U.S. Pat. Nos. 4,693,399, 4,936,494, 5,048,730 and 5,330,082 disclose flap type screw-on dispensing closures. In particular, U.S. Pat. No. 5,048,730 discloses a type of cap that has features to improve moisture resistance. Dispensing caps, particularly those combined with a package for liquids are often used with a separate liner that forms a one-time seal onto the mouth of a bottle. Typically, such seals are of the induction type well known in the art. As far as is known, there has been an unfulfilled need for a dispensing closure that has a capability of resealing the bottle mouth with an effectiveness sufficient to be drip resistant and/or highly moisture resistant. Among the problems encountered in making a suitable closure is that the resealability should be achieved at relatively low application torque so that the closure can be used by a person with low hand strength, low finger dexterity and/or with a low attention level. Induction sealed liners are frequently used in the packaging industry because of the performance that can be achieved with this liner. The problem that this type of liner introduces is that the heat generated during the induction process can adversely affect the sealing surface of the cap. Where the sealing surface is originally relatively flat, a good induction seal can be achieved, but the resealability of the cap can be defeated where the heat causes the cap sealing surface to permanently deform and conform to the irregularities in the mouth of the bottle. Thin annular formations in the sealing area of the cap such as shown in the aforementioned U.S. Pat. No. 5,048,730 can also be damaged by the heat of the induction sealing process.

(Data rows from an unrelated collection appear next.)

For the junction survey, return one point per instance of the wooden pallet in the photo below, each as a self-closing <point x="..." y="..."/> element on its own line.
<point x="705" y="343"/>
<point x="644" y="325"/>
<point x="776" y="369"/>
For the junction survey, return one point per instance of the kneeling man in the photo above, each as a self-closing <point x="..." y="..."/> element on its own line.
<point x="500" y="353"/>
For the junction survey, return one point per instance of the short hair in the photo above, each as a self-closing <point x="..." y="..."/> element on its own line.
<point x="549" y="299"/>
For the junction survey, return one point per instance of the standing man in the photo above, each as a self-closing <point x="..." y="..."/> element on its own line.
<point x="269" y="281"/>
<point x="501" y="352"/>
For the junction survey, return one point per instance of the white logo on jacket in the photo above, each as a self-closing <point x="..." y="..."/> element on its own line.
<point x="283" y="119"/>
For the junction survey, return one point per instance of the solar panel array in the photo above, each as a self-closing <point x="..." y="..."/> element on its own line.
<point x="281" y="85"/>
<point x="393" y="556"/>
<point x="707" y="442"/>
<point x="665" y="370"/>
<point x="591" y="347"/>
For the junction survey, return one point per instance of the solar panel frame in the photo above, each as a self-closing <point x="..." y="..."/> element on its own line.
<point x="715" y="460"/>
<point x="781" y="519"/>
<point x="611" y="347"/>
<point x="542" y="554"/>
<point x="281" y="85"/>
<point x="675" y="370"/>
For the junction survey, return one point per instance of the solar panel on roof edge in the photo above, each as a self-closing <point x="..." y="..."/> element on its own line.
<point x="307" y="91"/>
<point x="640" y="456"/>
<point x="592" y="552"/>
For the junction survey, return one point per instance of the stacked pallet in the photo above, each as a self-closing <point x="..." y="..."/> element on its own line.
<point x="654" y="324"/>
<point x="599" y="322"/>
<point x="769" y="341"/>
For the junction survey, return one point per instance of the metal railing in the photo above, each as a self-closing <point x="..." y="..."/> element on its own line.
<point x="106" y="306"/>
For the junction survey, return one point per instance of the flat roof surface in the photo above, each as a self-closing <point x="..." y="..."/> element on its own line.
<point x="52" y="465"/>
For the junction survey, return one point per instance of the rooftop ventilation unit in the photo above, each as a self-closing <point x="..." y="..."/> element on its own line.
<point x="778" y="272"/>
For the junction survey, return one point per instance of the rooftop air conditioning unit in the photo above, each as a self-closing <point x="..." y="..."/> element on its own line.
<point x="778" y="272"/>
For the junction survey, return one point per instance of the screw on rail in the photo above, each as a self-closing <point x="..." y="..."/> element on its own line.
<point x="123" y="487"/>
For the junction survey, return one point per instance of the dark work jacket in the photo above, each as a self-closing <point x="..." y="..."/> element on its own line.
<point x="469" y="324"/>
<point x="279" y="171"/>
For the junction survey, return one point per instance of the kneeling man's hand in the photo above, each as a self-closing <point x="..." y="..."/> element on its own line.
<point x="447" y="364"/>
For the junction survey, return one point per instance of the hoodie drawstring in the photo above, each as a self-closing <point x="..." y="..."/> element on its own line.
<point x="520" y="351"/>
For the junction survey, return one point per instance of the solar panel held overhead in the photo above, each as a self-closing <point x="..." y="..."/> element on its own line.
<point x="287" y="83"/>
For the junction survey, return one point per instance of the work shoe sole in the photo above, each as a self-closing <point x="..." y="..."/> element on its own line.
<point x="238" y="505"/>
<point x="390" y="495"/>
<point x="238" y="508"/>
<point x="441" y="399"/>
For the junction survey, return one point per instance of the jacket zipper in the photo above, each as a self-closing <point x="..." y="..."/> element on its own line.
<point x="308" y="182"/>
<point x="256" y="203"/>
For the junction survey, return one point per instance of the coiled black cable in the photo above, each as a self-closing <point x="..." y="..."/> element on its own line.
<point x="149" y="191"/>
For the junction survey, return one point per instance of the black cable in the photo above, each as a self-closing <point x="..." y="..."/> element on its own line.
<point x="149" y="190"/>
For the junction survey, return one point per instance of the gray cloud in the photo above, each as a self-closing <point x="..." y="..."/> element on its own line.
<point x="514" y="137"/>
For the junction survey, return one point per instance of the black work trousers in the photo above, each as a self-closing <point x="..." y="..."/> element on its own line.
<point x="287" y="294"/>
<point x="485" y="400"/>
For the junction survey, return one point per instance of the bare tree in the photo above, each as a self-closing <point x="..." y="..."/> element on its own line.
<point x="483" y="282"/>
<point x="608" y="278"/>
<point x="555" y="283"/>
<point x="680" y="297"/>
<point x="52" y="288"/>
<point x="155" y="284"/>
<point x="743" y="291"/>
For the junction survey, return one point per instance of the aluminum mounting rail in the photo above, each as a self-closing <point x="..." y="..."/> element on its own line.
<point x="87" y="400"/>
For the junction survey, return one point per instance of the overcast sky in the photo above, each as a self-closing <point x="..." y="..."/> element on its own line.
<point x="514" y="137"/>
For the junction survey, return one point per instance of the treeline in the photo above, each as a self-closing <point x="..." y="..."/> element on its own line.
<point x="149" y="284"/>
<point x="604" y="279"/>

In addition to the difficulty in providing resealability with the mouth of a bottle, there are problems with sealing the flap of a flap-type closure. These problems are exacerbated where the closures are produced in large multi-cavity molds for reasons of economy. It is difficult to maintain accuracy between the two halves of a large multicavity mold because the mold halves can thermally expand at different rates during a production run.